In fact, because of two specific examples that I do have good knowledge about, I have 
a better reason why no plants have been built for so many years. The labor unions have 
such a stranglehold on government projects that the costs are much higher then they 
would be for a 'normal' project. I figure that a few people read that and say 'Yeah 
but without unions the workers would get screwed' I don't want to argue that thread, 
it's just that the unions in this one place had conspired amongst themselves so that 
always one of them was on strike at any given time. (I can't remember the term for 
this, but if all the soft drink makers agreed to triple their price tommorow they'd be 
sued by the government so fast that Coke would be a nickle for 2 liters before the 
year was out.)

To go back on topic, with at least one union on strike the work would be slowed, 
obviously. This had the added benifit of increasing the length of the job, good for 
the unions; bad for the company. At one place the company was planning on a two 
reactor plant but canceled the second plant because of cost over-runs. (The second 
reactor had been delivered and it was just sitting there inside a fence rusting, never 
to be used).

A guy published a story about the oil industry when I was working for an oil company. 

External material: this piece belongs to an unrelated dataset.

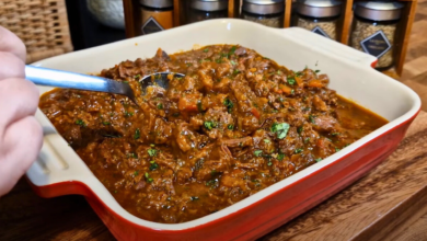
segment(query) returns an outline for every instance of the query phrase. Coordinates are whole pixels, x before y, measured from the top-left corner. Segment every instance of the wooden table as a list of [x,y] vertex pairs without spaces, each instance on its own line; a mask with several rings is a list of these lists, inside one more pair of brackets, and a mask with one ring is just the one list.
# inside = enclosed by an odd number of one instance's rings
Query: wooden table
[[[427,113],[422,112],[382,164],[261,240],[427,240],[426,214]],[[0,240],[114,237],[82,196],[44,199],[21,180],[0,198]]]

The sage advice came from a manager who had worked oil all his life, just like his 
father and HIS father had: "Don't think about it as oil. All they are pumping is 
money." With nuclear it's the same way, everyone makes money. The banks loan money to 
the nuclear company, with interest of course. Even if the nuclear company has to take 
a loss in the end, guess what? that makes for a tax write off. It's all a big circle.